Cognitief-gedragstherapeutische technieken Negatieve emoties en problemen in het gedrag worden onderzocht om te zien door welke specifieke gedachten deze worden veroorzaakt en in stand gehouden. Dit betreft vaak gedachten als: ‘ik ben in mijn eentje verantwoordelijk voor een goede afloop van een werkopdracht’ of ‘wat ik doe is nooit goed genoeg’. Met het uitdagen van dit soort gedachten en huiswerkopdrachten wordt getracht deze gedachten – en daarmee de negatieve gevoelens en problematische gedragingen – bij te stellen.

Problem solving treatment (PST) Hierbij wordt apart aandacht besteed aan technieken om problemen op een efficiëntere manier het hoofd te bieden. Hierdoor ontstaat er meer controle over de klachten en problemen. De problemen zelf zijn in deze therapie niet de belangrijkste focus voor behandeling.

KOP-model Bij het KOP-model worden de klachten (K), de omstandigheden (O) en de persoonlijkheidskenmerken (P) van de patiënt in kaart gebracht. Men gaat er hierbij van uit dat de klachten worden veroorzaakt door omstandigheden (stressoren) waarvoor de geleverde respons, door

inefficiënte coping of beperkingen in de persoonlijkheid, tekortschiet. Op deze manier wordt het probleem in kaart gebracht en kunnen interventies worden gekozen tegen de klachten, de omstandigheden of de coping/persoonlijkheid.

Mindfulness Mindfulness kan helpen om klachten van stress te verminderen, de zogeheten mindfulness based stressreductie (MBSR). Hiervoor zijn verschillende programma’s beschikbaar, zowel online als face-to-face of in groepen. Door zelfregulering van de aandacht kan deze meer gericht worden op de ervaringen in het hier en nu, in plaats van gepieker over het verleden of de toekomst. Door een accepterende en nieuwsgierige grondhouding hebben mensen minder last van negatieve of veroordelende gedachten. Meditatie en ademhalingstechnieken kunnen net als fysieke activiteit helpen de lichamelijke signalen uit het lichaam, die ook optreden bij de stressrespons, beter te duiden en onder controle te krijgen. Zo nodig kan mindfulness worden gecombineerd met cognitief-(gedrags)therapeutische technieken.

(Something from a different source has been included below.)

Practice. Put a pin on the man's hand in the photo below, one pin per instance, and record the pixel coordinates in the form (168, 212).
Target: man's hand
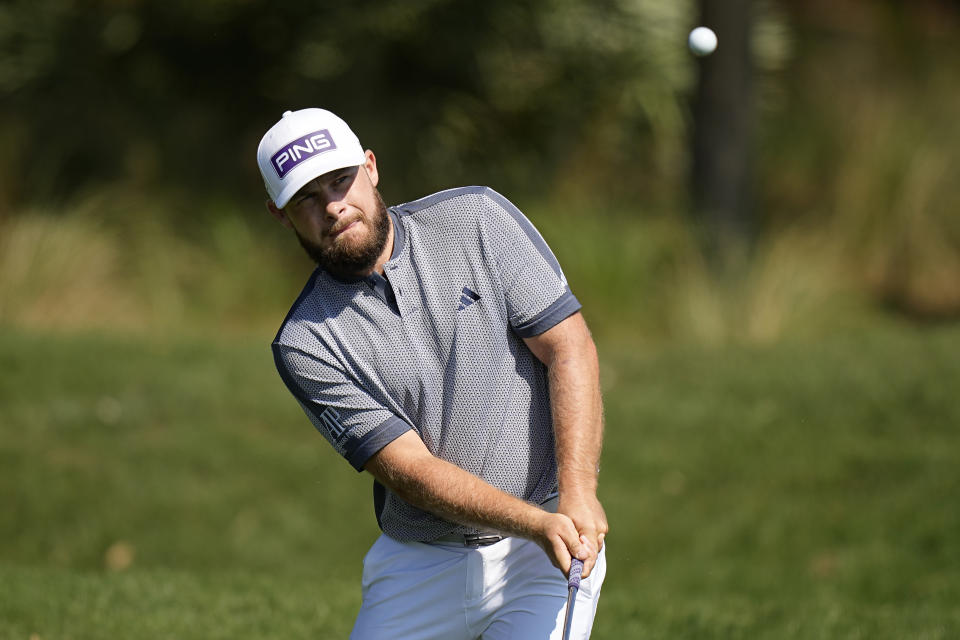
(587, 515)
(558, 536)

Medicamenteuze behandeling

Er is bij de behandeling van overspanning en burn-out – afgezien van kortdurend intermitterend benzodiazepinegebruik bij slaapstoornissen – geen plaats voor medicatie, ook niet indien er comorbide psychiatrische stoornissen bestaan. Het uitvragen van geneesmiddelgebruik is wel van groot belang, omdat bijvoorbeeld bètablokkers kunnen leiden tot stemmingsdaling. Zet ook het alcohol- en druggebruik op een rijtje, omdat dit bijvoorbeeld vermoeidheid kan veroorzaken.

In Blok A, onderdeel A3, bespraken wij de verschillende manieren waarop stressoren met psychiatrische stoornissen kunnen samenhangen.

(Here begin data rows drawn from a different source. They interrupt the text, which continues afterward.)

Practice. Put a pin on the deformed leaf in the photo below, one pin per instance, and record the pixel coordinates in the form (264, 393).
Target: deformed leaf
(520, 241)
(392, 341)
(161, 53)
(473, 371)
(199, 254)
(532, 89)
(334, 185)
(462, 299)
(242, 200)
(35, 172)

De relatie tussen stressoren en psychiatrische stoornissen kan in vier categorieën worden verdeeld: 1. Stoornissen die een geheel andere pathogenese hebben dan burn-out, maar door specifieke stressoren wel verergeren. 2. Stoornissen die een geheel andere pathogenese hebben dan burn-out, maar door aspecifieke stressoren (daily hassles) wel verergeren. 3. Psychiatrische stoornissen die het stressgevoel maskeren. 4. Stoornissen die mede door de stressoren worden veroorzaakt (gedeelde pathogenese).

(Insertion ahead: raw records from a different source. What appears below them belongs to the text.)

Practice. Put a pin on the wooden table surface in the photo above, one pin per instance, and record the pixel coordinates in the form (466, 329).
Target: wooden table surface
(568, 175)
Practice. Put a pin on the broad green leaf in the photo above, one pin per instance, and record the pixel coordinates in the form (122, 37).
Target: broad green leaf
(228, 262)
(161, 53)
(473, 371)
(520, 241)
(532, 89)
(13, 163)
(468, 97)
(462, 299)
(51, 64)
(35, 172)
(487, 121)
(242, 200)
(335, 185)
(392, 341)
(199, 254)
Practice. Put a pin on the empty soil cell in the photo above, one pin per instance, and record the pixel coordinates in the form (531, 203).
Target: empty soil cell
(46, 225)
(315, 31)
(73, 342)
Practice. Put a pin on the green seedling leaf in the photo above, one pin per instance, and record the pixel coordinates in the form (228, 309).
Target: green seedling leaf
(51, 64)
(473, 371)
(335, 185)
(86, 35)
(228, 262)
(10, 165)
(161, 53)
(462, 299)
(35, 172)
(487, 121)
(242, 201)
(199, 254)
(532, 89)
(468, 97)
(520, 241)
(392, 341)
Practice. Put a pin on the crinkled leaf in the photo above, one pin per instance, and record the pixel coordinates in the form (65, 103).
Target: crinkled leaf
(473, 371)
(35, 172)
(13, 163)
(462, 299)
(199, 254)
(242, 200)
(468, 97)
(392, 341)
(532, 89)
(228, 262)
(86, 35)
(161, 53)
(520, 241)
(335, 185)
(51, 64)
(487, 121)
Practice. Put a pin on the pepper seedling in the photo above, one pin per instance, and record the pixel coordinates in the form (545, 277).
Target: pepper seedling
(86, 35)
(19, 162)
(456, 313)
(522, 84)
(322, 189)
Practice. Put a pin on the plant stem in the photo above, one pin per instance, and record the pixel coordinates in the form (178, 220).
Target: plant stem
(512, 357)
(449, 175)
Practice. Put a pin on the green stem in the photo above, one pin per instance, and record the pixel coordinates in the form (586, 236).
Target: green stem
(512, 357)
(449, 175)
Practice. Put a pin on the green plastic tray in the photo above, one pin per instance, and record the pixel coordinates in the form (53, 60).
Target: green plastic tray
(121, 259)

We staan hier kort stil bij de bijbehorende behandeling.

Ad 1 Stoornissen die een geheel andere pathogenese hebben dan burn-out, maar door specifieke stressoren wel verergeren Een psychiatrische stoornis kan worden gecompliceerd door een langdurige periode van stressoren op het werk of privé, die bijkomende burn-outverschijnselen veroorzaken. In dat geval is, naast de zorg voor de psychiatrische stoornis, mogelijk ook de in Blok A beschreven zorg voor burn-out deels geïndiceerd.